TDMQ for CKafka (CKafka) is a high-throughput distributed messaging system widely used in numerous enterprise-level applications. High data reliability is one of its key features. This document describes the multi-faceted mechanisms ensuring high data reliability in CKafka.
Multiple Replicas and Leader Election Mechanism
Multiple Replicas
Multi-replica design enhances system availability and reliability. For CKafka, 3 replicas for message topics and at least 2 replicas for production use are recommended.
Typically, replicas are evenly distributed across all broker nodes in the cluster. The replica assignment algorithm is as follows:
1. Sort all brokers (assuming there are n brokers in total) and the partitions to be assigned.
2. Assign the i-th partition to the (i mod n)-th broker.

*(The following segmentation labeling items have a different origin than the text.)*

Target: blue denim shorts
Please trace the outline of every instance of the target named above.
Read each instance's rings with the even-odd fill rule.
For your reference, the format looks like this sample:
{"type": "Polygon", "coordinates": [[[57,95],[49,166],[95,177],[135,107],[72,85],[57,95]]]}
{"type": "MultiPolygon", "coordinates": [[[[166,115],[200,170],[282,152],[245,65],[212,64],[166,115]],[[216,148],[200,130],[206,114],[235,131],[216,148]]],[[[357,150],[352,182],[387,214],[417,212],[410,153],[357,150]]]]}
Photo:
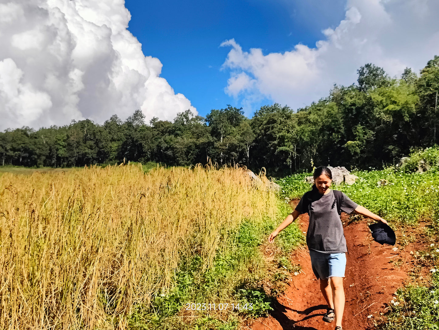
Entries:
{"type": "Polygon", "coordinates": [[[317,277],[326,280],[328,277],[345,277],[346,269],[346,254],[322,253],[321,252],[309,250],[311,265],[313,271],[317,277]]]}

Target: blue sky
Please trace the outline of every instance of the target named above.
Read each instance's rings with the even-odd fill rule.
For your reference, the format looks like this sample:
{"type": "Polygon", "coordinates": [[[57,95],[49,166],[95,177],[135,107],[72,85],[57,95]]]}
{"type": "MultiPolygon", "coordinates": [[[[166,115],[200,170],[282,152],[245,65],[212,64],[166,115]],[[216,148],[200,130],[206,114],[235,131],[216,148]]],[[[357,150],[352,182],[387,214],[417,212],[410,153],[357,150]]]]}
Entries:
{"type": "Polygon", "coordinates": [[[0,130],[295,110],[366,63],[419,73],[439,54],[438,12],[438,0],[0,1],[0,130]]]}
{"type": "MultiPolygon", "coordinates": [[[[220,47],[221,43],[234,38],[244,50],[260,48],[264,54],[291,50],[299,43],[313,47],[322,29],[335,28],[343,18],[345,3],[126,0],[125,6],[131,14],[128,30],[144,54],[160,60],[161,76],[205,116],[227,104],[242,106],[239,97],[224,92],[229,70],[220,69],[230,47],[220,47]]],[[[263,98],[246,108],[246,115],[273,103],[263,98]]]]}

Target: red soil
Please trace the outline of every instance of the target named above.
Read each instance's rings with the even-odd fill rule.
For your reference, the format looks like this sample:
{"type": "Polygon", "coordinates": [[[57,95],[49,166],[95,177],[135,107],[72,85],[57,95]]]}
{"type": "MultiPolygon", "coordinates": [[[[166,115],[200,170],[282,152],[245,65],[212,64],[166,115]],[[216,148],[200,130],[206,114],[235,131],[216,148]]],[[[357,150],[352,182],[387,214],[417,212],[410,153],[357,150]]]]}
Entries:
{"type": "MultiPolygon", "coordinates": [[[[381,313],[388,309],[394,293],[399,287],[410,283],[408,273],[416,263],[414,256],[416,251],[425,248],[428,243],[422,241],[422,237],[418,237],[421,230],[414,229],[410,234],[416,237],[414,242],[401,248],[398,242],[406,237],[401,233],[396,233],[395,247],[398,249],[394,251],[393,246],[381,245],[373,240],[367,220],[349,223],[349,216],[344,214],[342,220],[345,224],[345,236],[349,252],[344,281],[346,302],[343,328],[376,329],[377,324],[385,322],[385,316],[381,313]]],[[[308,215],[303,215],[296,221],[302,230],[306,231],[309,223],[308,215]]],[[[407,233],[406,234],[409,236],[407,233]]],[[[250,328],[246,329],[323,330],[335,327],[334,323],[322,320],[326,303],[320,292],[318,281],[313,273],[307,248],[305,247],[296,249],[291,258],[292,262],[301,265],[302,271],[297,276],[292,276],[293,280],[277,299],[274,310],[268,317],[256,320],[250,328]]]]}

3. Assign the j-th replica of the i-th partition to the ((i + j) mod n)-th broker.
Leader Election Mechanism
CKafka dynamically maintains an in-sync replica (ISR) in ZooKeeper. All replicas in the ISR are ensured to have caught up with the leader. Only members in the ISR are eligible to be elected as leaders.
Assuming there are f + 1 replicas in the ISR, a partition can tolerate failures of f replicas without losing committed messages.
Assuming there are 2f + 1 replicas (including the leader and followers), it must be ensured that f + 1 replicas have replicated the message before the message is committed. To guarantee the proper election of a new leader, the number of failed replicas must not exceed f.
Leader Switch Principle
When a topic is created, the CKafka broker cluster assigns a leader for each partition, distributing the partitions of the current topic evenly across each broker.
However, after a period of usage, partitions may become unevenly distributed across brokers, or clients may throw exceptions such as BrokerNotAvailableError and NotLeaderForPartitionError during production or consumption.
This is usually caused by a partition leader switch. Typical scenarios are as follows:
When unexpected events occur on the broker where a partition leader resides, such as network interruptions, program crashes, or hardware faults, and result in the inability to communicate with the broker controller, the current topic partition will undergo a leader switch, with the leader migrating to a follower partition.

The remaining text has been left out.